In the majority of circumstances, waiting between credit card applications is better for your credit score and can increase your chances of acceptance.
Does Having Multiple Credit Cards Improve or Diverge Your Credit Score?
Multiple credit cards can assist and hinder your credit score, respectively.
It depends entirely on how well you manage the cards you have.
No matter how many credit cards you have, the same guidelines apply: Maintain a low balance and pay your bills on time.
While the amount of credit cards you hold is unlikely to affect your credit score, you should avoid applying for multiple new cards at once.
If correctly handled over time, more credit cards and a higher credit limit can help improve credit ratings.
Can I use the same Credit card twice?
Many credit card companies will, in fact, let you have another one of their cards if you meet their requirements.
And if you've always been responsible with your current credit card, it may be easier for you to get the new one.
But don't assume that the terms will be the same as the ones on your current credit card.
Your application will be approved based on your current income and credit score, which may have changed since you first applied for a credit card.
Tips For Evaluating Your Need for Multiple Credit Cards
1. Check the requirement:
It is of the greatest priority that you are certain of the need for another credit card in your name.
This would also help you in selecting the appropriate card type for your needs.
2. Do not get fooled by promotional rewards:
If you currently have a lot of credit cards and are applying for a new one solely for the attractive introductory offers, you should not continue with the application process.

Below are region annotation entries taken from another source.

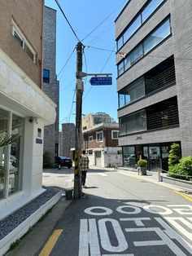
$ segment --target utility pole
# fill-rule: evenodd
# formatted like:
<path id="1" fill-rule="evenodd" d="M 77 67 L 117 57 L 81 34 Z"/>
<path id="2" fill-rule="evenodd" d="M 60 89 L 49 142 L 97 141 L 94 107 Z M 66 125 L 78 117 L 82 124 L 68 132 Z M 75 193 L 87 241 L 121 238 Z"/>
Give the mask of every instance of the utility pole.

3. These limited-time offers and benefits:
These limited-time offers and incentives should not be the prime motive for someone to apply for a credit card.
Long-term, these temporary deals would no longer benefit you, and the card could add to your money issues.

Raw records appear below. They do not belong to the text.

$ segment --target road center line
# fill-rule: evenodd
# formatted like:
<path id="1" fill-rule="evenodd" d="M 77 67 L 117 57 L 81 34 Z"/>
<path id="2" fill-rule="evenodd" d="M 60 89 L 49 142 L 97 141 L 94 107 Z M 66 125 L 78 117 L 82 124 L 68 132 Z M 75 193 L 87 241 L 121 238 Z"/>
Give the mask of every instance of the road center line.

4. Check your credit score:
A high credit score is required for applying for and being approved for a credit card.
If you have continuously maintained a good credit score, you can get many credit cards without difficulty.
5. Evaluate your repayment ability:
Having many credit cards is one thing, but being able to repay the balances is another.
Don't take on more than you can handle, and don't overestimate your ability to repay or underestimate the penalties of not making payments.
This would give you a general sense of the maximum number of credit cards you should carry.
6. Be careful with the additional responsibilities:
using numerous credit cards requires a degree of financial balancing in order to repay the outstanding balances on all of them.
In addition to preparing the repayment funds, you must also remember the due date for each card, the expiration date of reward points, the card renewal date, etc.
The Conclusion
Multiple credit cards offer numerous advantages, but only if they are managed wisely.
To guarantee that having many credit card accounts works for you rather than against you, you must be aware of the benefits each card offers, your credit limit on each account, and your payment due dates.
Utilize each card to its highest potential, keep your balances low, and, whenever possible, pay your balances in full on or before the due dates.
Before applying for a credit card, you should compare the best credit card options for your needs and credit profile.